The report identifies that the cost-of-living crisis is the biggest short-term risk while the failure of climate mitigation and climate adaptation is the largest long-term concern…reports Asian Lite News
Islamabad, Jan 12 (IANS) The World Economic Forum (WEF) sees Pakistan facing a huge threat of hunger and distress amid a prevalent cost-of-living crisis, warning that it may be further aggravated by extreme weather events and constrained supply.
About Pakistan, the report identifies that a combination of extreme weather events and constrained supply could lead the current cost-of-living crisis into a catastrophic scenario of hunger and distress for millions.
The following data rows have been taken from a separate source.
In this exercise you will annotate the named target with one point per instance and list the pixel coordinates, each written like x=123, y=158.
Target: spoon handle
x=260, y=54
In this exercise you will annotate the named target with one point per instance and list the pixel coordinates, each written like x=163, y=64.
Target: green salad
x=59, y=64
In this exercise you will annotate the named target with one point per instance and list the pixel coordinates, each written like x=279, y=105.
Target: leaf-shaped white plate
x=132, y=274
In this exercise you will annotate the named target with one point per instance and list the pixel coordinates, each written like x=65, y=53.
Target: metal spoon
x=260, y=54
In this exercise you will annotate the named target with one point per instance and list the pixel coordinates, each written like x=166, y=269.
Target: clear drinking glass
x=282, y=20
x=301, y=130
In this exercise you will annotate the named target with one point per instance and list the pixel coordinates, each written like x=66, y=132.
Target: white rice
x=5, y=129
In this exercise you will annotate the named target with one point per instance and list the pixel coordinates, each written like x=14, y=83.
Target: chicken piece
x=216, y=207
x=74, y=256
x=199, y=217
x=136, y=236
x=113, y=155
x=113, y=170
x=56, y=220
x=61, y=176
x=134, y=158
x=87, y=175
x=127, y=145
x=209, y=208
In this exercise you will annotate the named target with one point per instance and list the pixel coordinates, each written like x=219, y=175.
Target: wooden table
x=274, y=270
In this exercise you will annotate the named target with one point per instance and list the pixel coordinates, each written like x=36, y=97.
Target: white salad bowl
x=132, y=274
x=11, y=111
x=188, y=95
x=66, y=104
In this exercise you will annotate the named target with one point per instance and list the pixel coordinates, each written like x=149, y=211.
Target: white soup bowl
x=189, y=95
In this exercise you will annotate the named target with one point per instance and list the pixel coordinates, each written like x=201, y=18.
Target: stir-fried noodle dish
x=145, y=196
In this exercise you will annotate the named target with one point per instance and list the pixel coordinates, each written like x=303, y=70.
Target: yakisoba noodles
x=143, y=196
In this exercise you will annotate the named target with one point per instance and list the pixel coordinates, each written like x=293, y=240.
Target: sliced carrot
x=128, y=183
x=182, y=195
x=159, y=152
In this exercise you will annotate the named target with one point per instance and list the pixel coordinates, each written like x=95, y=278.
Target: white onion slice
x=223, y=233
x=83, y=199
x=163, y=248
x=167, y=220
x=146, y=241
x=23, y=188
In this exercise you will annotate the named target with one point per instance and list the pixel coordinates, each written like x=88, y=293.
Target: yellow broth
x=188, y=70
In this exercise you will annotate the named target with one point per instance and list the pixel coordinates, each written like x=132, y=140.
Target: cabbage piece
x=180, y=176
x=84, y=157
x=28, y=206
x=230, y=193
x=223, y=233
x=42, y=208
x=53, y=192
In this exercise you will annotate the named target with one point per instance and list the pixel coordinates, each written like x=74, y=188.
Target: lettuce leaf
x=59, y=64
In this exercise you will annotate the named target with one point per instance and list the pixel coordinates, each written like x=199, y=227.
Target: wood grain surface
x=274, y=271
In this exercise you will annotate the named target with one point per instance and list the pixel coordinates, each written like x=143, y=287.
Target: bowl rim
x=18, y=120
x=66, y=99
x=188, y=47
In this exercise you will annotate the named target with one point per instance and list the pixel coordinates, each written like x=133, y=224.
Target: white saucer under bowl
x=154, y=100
This can also turn the energy crisis towards a humanitarian crisis, Geo News reported.
Energy shortages — because of supplier shut-offs or natural, accidental, or intentional damage to pipelines and energy grids — could cause widespread blackouts and fatalities if combined with seasonal extreme weather.
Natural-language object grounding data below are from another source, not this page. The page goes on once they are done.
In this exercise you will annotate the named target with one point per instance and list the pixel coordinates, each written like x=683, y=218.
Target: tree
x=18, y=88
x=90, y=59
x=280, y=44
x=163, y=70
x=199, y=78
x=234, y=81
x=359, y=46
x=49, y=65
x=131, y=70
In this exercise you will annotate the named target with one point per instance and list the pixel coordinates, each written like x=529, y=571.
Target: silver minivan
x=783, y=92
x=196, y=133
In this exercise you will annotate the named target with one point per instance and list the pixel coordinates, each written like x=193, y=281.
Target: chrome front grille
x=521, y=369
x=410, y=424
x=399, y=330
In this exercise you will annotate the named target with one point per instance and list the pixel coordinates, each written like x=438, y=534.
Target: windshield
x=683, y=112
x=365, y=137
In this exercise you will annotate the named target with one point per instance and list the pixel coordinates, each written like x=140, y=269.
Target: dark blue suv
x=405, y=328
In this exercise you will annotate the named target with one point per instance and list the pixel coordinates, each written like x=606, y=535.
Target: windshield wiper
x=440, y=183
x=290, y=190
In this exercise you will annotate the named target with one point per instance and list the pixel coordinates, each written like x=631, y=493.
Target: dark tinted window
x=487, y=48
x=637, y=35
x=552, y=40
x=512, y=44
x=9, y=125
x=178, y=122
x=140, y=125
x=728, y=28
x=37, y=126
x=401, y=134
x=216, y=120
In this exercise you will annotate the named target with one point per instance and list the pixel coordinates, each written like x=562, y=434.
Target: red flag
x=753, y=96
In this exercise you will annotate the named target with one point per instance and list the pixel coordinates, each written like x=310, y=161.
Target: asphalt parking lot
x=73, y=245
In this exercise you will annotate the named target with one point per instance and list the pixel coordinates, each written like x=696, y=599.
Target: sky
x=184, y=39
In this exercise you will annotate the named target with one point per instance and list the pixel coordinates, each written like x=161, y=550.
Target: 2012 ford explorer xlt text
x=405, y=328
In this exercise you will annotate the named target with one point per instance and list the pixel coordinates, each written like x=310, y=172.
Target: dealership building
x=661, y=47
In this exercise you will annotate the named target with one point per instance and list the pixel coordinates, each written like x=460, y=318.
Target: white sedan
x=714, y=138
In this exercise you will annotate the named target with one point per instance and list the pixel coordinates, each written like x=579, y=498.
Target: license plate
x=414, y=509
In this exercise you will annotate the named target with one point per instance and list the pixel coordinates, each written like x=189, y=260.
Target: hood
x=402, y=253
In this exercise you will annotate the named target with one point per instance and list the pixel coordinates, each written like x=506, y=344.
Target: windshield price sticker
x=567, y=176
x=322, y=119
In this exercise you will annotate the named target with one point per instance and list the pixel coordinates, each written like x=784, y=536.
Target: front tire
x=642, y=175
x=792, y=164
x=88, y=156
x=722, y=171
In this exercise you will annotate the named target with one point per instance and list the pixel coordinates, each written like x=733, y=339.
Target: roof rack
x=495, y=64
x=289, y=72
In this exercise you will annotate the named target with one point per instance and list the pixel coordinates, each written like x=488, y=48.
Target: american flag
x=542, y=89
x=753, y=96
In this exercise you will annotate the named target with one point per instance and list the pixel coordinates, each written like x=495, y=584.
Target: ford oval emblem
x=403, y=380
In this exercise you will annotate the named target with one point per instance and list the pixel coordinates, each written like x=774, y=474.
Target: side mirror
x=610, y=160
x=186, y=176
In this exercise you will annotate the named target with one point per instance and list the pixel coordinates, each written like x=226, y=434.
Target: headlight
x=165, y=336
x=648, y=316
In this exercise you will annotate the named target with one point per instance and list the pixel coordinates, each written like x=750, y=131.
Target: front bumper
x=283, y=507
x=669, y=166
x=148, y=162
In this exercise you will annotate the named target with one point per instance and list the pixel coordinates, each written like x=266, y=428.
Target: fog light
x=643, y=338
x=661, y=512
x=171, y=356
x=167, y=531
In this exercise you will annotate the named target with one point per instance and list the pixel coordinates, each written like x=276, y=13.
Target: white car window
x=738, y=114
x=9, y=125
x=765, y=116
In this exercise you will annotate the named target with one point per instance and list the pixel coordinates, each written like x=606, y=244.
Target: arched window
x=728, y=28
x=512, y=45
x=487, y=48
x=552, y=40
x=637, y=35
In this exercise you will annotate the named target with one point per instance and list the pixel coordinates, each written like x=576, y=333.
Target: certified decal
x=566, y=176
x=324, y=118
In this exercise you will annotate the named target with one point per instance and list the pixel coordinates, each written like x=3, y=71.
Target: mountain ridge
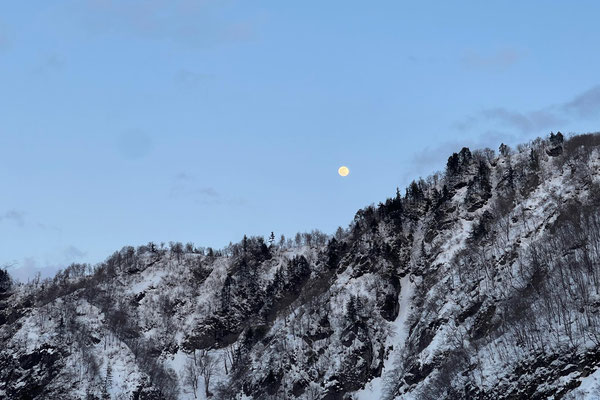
x=479, y=282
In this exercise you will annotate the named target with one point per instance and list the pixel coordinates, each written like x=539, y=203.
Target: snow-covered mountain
x=482, y=282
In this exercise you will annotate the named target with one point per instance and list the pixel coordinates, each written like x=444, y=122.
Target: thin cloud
x=28, y=268
x=500, y=59
x=584, y=105
x=51, y=62
x=190, y=78
x=134, y=144
x=525, y=122
x=431, y=158
x=15, y=216
x=187, y=186
x=191, y=22
x=72, y=253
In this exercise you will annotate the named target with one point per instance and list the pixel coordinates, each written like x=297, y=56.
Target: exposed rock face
x=481, y=282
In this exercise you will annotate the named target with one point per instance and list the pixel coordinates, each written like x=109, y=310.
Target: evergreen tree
x=271, y=239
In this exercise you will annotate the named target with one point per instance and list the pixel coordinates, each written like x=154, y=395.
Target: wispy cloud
x=188, y=186
x=72, y=253
x=584, y=105
x=197, y=22
x=49, y=63
x=499, y=59
x=134, y=144
x=28, y=268
x=191, y=78
x=434, y=156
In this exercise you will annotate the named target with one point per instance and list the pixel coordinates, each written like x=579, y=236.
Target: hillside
x=481, y=282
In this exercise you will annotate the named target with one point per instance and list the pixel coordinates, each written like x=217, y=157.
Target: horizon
x=202, y=122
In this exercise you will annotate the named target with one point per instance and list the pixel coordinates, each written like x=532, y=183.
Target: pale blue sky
x=128, y=121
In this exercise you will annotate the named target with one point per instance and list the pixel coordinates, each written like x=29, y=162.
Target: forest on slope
x=482, y=281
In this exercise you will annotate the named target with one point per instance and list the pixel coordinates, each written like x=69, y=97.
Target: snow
x=374, y=390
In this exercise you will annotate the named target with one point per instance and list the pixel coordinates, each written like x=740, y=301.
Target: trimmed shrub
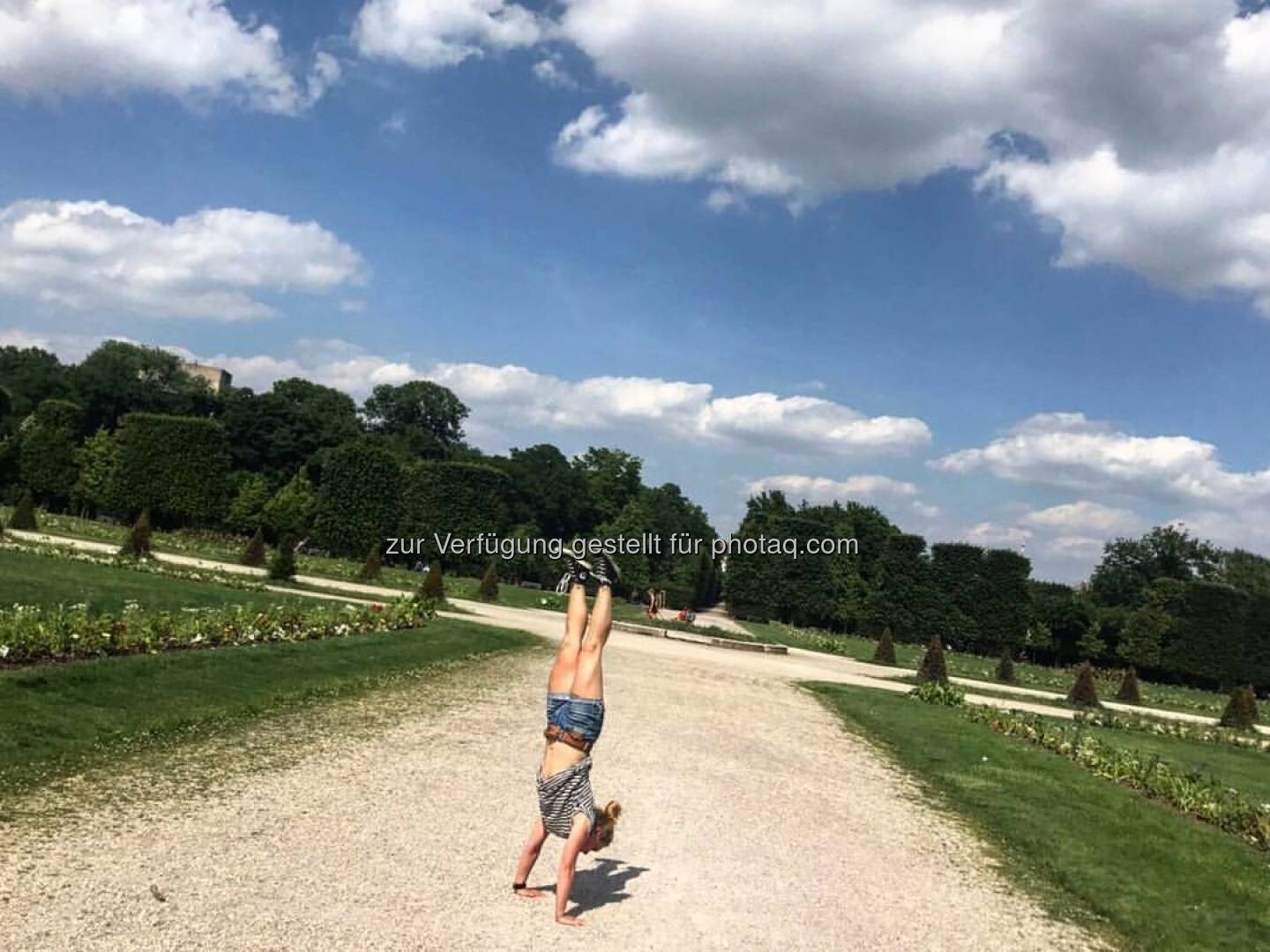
x=358, y=501
x=1006, y=668
x=138, y=544
x=175, y=466
x=1084, y=692
x=25, y=514
x=433, y=585
x=372, y=565
x=282, y=565
x=254, y=554
x=1129, y=691
x=934, y=692
x=885, y=651
x=1241, y=710
x=489, y=584
x=934, y=666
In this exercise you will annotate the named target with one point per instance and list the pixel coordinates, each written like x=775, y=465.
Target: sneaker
x=605, y=570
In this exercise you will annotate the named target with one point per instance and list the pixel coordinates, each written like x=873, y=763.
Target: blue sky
x=758, y=253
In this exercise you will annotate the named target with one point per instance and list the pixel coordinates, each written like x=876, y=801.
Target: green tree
x=95, y=458
x=1129, y=566
x=25, y=514
x=905, y=596
x=31, y=376
x=175, y=466
x=254, y=553
x=955, y=569
x=424, y=419
x=121, y=378
x=247, y=512
x=358, y=501
x=614, y=479
x=48, y=450
x=291, y=510
x=489, y=584
x=1004, y=602
x=1145, y=634
x=1091, y=646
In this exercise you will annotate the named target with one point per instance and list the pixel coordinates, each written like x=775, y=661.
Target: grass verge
x=1093, y=852
x=56, y=720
Amir Jahangir, Chief Executive Officer Mishal Pakistan, the Partners Institute for New Economy and Societies Platforms of the WEF, said: “The Global Risk Report 2023 identifies that for Pakistan, both the affordability and availability of basic necessities can stoke social and political instability.
“Last year, the increase in fuel prices alone led to protests in an estimated 92 countries, some of which resulted in political upheaval and fatalities, alongside strikes and industrial shutdowns.
“The impact of insecurity will continue to be felt in Pakistan and may also exacerbate instability due to simultaneous food and debt crises, resulting in the emergence of a possible more technocracy-based decision-making leadership framework.”
The report identifies that the cost-of-living crisis is the biggest short-term risk while the failure of climate mitigation and climate adaptation is the largest long-term concern, Geo News reported.
The geopolitical rivalries and inward-looking stances will heighten economic constraints and further exacerbate both short and long-term risks.